[e-lang] [RFP] cross-language object serialization (E <---> Squeak-E)

David Chizmadia vze2729k at verizon.net
Mon Jan 20 22:49:09 UTC 2003


On Monday, January 20, 2003 5:05 PM, Mark S. Miller wrote:
> At 12:00 PM 1/20/2003 Monday, Robert Withers wrote:
>>> Regarding the operation signatures, we could adopt the
>>> CORBA Typecode specification as well and require that all
>>> objects provide a remote Miranda method for acquiring a type
>>> specification of the complete interface that is exported by
>>> the object. I understand that this is the approach taken by
>>> the CapIDL team in order to eliminate the requirement for an
>>> Interface Repository - and the attendant trust issues that
>>> it would bring.
>>
>> I really like what you have said here.  Do you have a link
>> to CapIDL?
>
> http://www.capidl.org/ , but the info there is currently stale.
> CapIDL is under active development by the EROS group, and I
> remember accessing the sources from either the OpenCM or CVS
> repositories through a web interface. However, I can no longer
> find it. If someone has a current URL, I'll link the capidl.org
> page to it.

http://www.opencm.org/opencm/~/PUBLIC/CapIDL

Just happened to discover it last night :-)

>
>> Getting rid of the IR and embedding it in the CapTP protocol
>> sounds very agile.
>
> Yes. An interface repository is a fatally broken idea, because
> of the trust issues that David mentions. This issue *must* be
> solved in a fully decentralized manner.

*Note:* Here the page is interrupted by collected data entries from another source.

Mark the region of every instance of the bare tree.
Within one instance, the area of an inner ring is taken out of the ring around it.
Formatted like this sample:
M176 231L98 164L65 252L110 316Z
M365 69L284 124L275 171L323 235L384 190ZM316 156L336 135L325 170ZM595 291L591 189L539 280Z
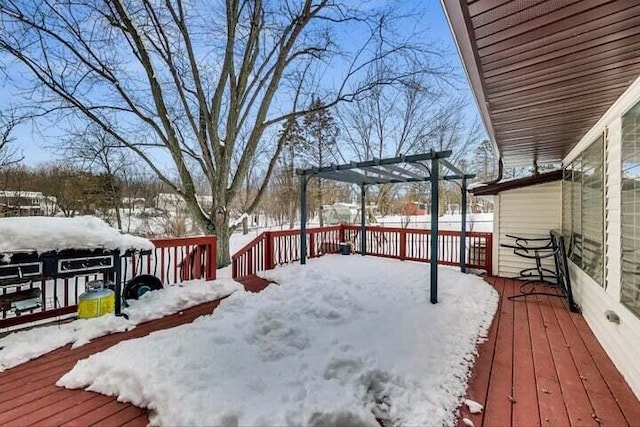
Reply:
M392 66L379 66L372 72L383 76ZM415 75L399 88L377 87L365 98L343 104L338 109L343 158L360 160L396 157L425 149L427 135L437 126L438 103L446 99L439 83L446 76ZM398 186L383 185L369 193L383 214L389 213Z
M351 4L3 0L0 51L26 70L32 93L41 95L41 114L89 120L183 197L202 231L218 235L224 266L230 262L229 207L258 147L274 125L309 112L292 92L301 94L312 77L332 69L334 85L326 87L323 104L331 108L433 70L429 52L413 41L418 38L392 31L399 23L391 9ZM346 30L358 37L336 36ZM396 71L366 75L383 60ZM275 144L265 158L248 213L260 203L281 150ZM159 156L170 159L175 177L159 166ZM211 189L210 210L198 204L196 173Z
M20 163L24 158L10 145L14 140L11 133L20 122L15 114L0 112L0 169Z
M105 190L112 195L111 209L115 212L118 230L122 228L122 192L120 180L126 168L132 163L127 159L122 145L104 129L91 124L75 131L64 139L62 147L64 156L78 163L83 170L104 174L107 186Z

I've been mulling over a response to a part of Robert's message
that Mark didn't quote, where Robert said:

"This sounds just right.  Can they be versioned so that an
incoming type can make an assertion about which version of a
type he should be interpreted as?"

As I thought about this problem, I concluded that a possible
approach, which could be incorporated into the CapTP protocol,
would be to have the request protocol message include the
expected type of the called object, represented as a crypto-
hash of a canonical type specification format (such as a CDR
encapsulation of the type - expressed as a graph of CORBA
TypeCodes, as would be seen in a CORBA Interface Repository).
If the hash doesn't match a hash of the type actually exported
by the called object, the called object's Vat would return an
intermediate response exception that contains the full type
specification that *is* exported. The calling Vat can then
adjust its behavior based on configured policy (e.g., check
to see if the new graph has a signature compatible with the
call being made or return an EBadType exception to the caller).

I'm pretty sure Jonathan and Mark have thought about this, so
I look forward to hearing their perspective.